My current client is a financial company that manages around $11 billion in 
capital resources.  If I went to the CIO and said that they must build out a 
fully fledged, edge completely separated, traffic tightly controlled edge 
network topology and took serious issue with them for not doing so, I wouldn't 
keep them as a client for long.  The best I can possibly do is simply warn them 
of their risks (which I have) and work with them as they mature to make it more 
secure.

I got clobbered for being hardnosed about making an App Pool identity for a web 
application accessible from the Internet an Administrator of the local server, 
which was a domain member!  And I mean clobbered!  The client's need for 
usability outweighed their perceived need for security in that instance and I 
was told to, not so kindly, go pound sand.

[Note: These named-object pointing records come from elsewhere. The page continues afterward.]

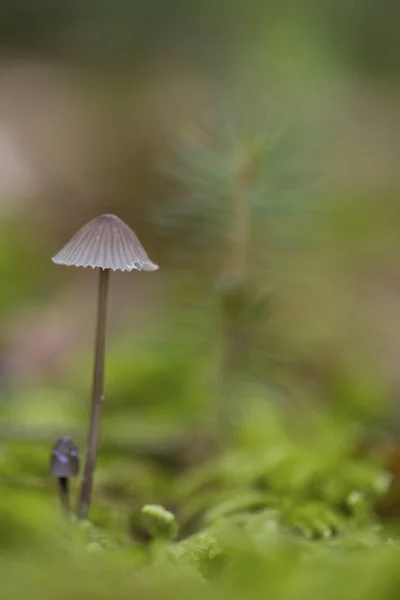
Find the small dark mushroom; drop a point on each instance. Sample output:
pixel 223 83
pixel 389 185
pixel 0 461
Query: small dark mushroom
pixel 63 465
pixel 108 244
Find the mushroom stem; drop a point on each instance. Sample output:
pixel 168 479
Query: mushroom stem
pixel 97 398
pixel 64 494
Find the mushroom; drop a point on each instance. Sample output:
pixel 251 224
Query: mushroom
pixel 108 244
pixel 63 465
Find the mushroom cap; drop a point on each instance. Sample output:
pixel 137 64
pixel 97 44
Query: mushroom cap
pixel 106 243
pixel 64 458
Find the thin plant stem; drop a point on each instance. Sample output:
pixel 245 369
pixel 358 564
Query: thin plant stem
pixel 64 494
pixel 236 268
pixel 97 399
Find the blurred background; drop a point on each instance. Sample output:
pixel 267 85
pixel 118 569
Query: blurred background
pixel 253 147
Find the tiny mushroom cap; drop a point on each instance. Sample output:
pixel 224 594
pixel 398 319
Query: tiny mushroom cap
pixel 105 243
pixel 64 458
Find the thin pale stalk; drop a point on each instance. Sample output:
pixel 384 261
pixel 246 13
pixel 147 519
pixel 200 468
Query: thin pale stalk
pixel 64 494
pixel 97 399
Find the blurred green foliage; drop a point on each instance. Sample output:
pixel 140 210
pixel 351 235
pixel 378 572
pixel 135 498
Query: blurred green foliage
pixel 261 268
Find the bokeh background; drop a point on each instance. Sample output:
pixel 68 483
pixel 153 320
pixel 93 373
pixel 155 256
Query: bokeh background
pixel 253 147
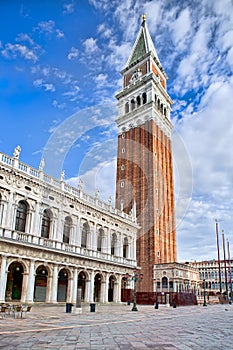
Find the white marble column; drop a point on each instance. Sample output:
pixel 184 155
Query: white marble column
pixel 91 287
pixel 108 241
pixel 75 285
pixel 116 292
pixel 106 287
pixel 69 289
pixel 120 244
pixel 24 287
pixel 54 284
pixel 102 291
pixel 3 213
pixel 78 233
pixel 37 221
pixel 94 237
pixel 118 289
pixel 11 211
pixel 31 282
pixel 3 278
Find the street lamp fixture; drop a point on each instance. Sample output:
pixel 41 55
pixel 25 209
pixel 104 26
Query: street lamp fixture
pixel 135 278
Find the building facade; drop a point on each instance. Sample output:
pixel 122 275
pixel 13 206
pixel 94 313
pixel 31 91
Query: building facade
pixel 144 162
pixel 210 279
pixel 175 278
pixel 55 239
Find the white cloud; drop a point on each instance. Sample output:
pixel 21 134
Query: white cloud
pixel 90 45
pixel 59 34
pixel 15 50
pixel 73 93
pixel 73 54
pixel 104 31
pixel 49 28
pixel 58 105
pixel 181 27
pixel 39 83
pixel 101 79
pixel 68 8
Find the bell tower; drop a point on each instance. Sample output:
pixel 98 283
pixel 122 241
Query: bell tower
pixel 144 162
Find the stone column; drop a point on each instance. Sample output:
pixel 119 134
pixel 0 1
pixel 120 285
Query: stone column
pixel 91 287
pixel 11 211
pixel 116 292
pixel 54 284
pixel 75 285
pixel 31 283
pixel 3 213
pixel 49 288
pixel 69 289
pixel 102 291
pixel 120 245
pixel 24 287
pixel 78 233
pixel 108 242
pixel 28 227
pixel 118 289
pixel 3 278
pixel 37 220
pixel 94 238
pixel 106 287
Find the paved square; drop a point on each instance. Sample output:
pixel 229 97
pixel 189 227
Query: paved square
pixel 117 327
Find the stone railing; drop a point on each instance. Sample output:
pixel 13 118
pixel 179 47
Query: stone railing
pixel 69 248
pixel 40 175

While your reasoning for how making a box a DM reduces security provides some 
solid examples, "security-adverse" users might respond as follows:

-Required authentication and management traffic into/out of the internal 
network.
How is this a risk?  How is it quantifiable?  Can a successful attack be 
demonstrated?  Would an attacker find the effort worth the end results?  How 
else might this be mitigated, aside from simply making the machine a WG member?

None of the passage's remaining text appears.